Pantsuits and Privilege

Well, blue-city ladies, I’m appalled by us and our unironic display of privilege.

My Facebook newsfeed is filled these days with subtle expressions of disappointment in Pantsuit Nation, the closed Facebook group formed in the final days of the Clinton campaign.

The veiled criticisms, sighs of frustration, and wrinkled noses are summed up by a recent Los Angeles Times op-ed that described Pantsuit Nation as a potentially powerful political movement that had degenerated into a “kaffeklatsch” for middle-class white women new to politics.

Talk about missing the whole point.

Yes, well-educated, highly diverse women in blue cities are absolutely appalled by the clueless ladies on Pantsuit Nation who are cheering each other on for trivial things like “inviting a Muslim mom to tell the class about Eid.” (a direct quote from the sneering L.A. Times article)

Well, blue-city ladies, I’m appalled by us and our unironic display of privilege.

Sure, in Seattle or San Jose or Brookline, Massachusetts, inviting a Muslim mom into the classroom is pretty unremarkable.

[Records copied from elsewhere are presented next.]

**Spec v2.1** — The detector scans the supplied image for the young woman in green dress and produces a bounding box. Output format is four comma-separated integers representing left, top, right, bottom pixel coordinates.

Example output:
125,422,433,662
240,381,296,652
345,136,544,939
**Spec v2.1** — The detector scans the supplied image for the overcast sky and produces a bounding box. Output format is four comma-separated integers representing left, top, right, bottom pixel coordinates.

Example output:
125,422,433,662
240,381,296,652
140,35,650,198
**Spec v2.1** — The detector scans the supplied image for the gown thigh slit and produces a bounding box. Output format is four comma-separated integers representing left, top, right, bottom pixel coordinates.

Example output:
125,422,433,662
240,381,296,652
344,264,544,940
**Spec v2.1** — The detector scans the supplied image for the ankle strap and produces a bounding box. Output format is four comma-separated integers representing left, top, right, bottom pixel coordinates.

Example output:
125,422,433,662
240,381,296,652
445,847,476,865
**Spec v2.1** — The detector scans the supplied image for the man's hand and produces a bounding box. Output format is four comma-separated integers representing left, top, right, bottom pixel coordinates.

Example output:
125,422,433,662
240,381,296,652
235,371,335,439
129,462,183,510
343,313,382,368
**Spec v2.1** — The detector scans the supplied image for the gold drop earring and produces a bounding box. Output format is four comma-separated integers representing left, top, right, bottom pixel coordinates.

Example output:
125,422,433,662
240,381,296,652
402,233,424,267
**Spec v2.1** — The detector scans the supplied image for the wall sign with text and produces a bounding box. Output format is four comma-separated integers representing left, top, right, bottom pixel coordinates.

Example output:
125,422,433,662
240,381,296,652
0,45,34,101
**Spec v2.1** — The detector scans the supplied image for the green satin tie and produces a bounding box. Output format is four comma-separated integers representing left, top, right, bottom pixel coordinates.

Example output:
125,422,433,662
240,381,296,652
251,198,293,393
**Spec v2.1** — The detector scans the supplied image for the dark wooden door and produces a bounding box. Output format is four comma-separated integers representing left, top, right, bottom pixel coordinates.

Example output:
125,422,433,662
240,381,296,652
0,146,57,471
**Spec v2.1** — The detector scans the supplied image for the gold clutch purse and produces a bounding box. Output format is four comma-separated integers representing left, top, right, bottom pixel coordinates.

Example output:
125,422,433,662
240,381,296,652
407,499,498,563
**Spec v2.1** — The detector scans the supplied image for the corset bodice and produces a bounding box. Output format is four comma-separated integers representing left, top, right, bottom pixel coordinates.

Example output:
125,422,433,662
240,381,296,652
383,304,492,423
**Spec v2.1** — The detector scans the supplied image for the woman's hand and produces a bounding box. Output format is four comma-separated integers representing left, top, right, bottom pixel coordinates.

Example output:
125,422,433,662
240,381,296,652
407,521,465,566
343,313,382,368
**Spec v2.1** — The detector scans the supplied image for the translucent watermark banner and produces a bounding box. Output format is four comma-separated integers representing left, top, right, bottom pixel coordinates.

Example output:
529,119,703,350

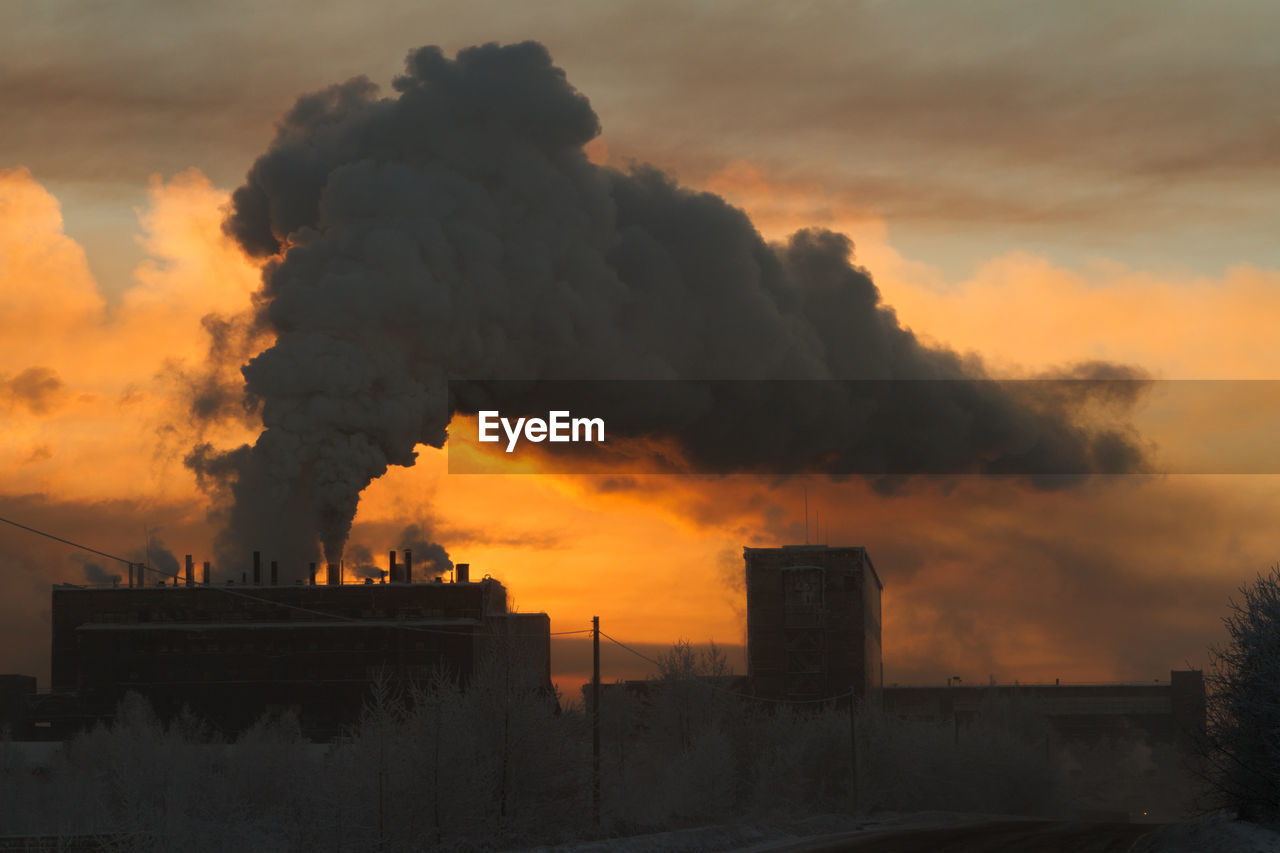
448,378,1280,479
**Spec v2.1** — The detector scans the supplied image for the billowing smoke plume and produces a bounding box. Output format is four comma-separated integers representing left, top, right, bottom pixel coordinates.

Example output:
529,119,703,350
72,555,123,587
399,524,453,579
347,544,387,580
128,533,179,583
188,42,1142,565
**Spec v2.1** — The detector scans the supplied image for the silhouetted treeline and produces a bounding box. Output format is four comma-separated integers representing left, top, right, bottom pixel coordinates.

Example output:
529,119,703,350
0,643,1198,853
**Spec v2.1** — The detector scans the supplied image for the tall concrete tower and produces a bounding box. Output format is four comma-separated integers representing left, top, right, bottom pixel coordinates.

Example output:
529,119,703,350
742,546,884,701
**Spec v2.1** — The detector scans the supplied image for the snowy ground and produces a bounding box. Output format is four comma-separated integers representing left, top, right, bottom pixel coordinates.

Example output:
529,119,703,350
525,812,1027,853
1135,813,1280,853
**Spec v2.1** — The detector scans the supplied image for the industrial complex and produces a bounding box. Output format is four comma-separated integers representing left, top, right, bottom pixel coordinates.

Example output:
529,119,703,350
0,544,1206,749
0,552,552,739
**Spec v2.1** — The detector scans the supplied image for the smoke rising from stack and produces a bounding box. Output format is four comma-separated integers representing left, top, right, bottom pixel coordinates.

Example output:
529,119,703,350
399,524,453,580
347,544,387,580
187,42,1143,565
72,555,124,587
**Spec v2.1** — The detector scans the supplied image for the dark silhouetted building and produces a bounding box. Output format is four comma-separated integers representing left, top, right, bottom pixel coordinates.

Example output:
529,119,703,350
742,546,883,701
35,564,552,739
882,670,1204,754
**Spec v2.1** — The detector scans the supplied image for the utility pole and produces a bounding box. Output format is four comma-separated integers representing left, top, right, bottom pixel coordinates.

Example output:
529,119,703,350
849,686,858,815
591,616,600,826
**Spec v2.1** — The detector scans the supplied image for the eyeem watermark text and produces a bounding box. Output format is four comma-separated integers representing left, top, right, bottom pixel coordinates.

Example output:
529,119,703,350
476,410,604,453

Standing up for a woman of color being harassed by a racist asshole in a parking lot — what’s the  big deal?

But how many of the eye-rolling, oh-so-disillusioned critics of the Pantsuit Nation live in a small town in a red state? Or send their kid to a public school where the principal is in the KKK? Or know that racist asshole in the parking lot—because he is the man they share a bed with at night, or their boss at the insurance company?

Yes, a lot of the women on Pantsuit Nation are clueless newbies. Yes, they missed out on those college seminars we took on gender identity, third wave feminism, and capitalist oppression. Yes, they are taking baby steps and, yes, they are talking in the language of Hallmark greeting cards. But some of them are taking those baby steps across a mine field.

And, as organizers like Saul Alinsky taught, community organizing takes place in the community — not in the classrooms of liberal universities.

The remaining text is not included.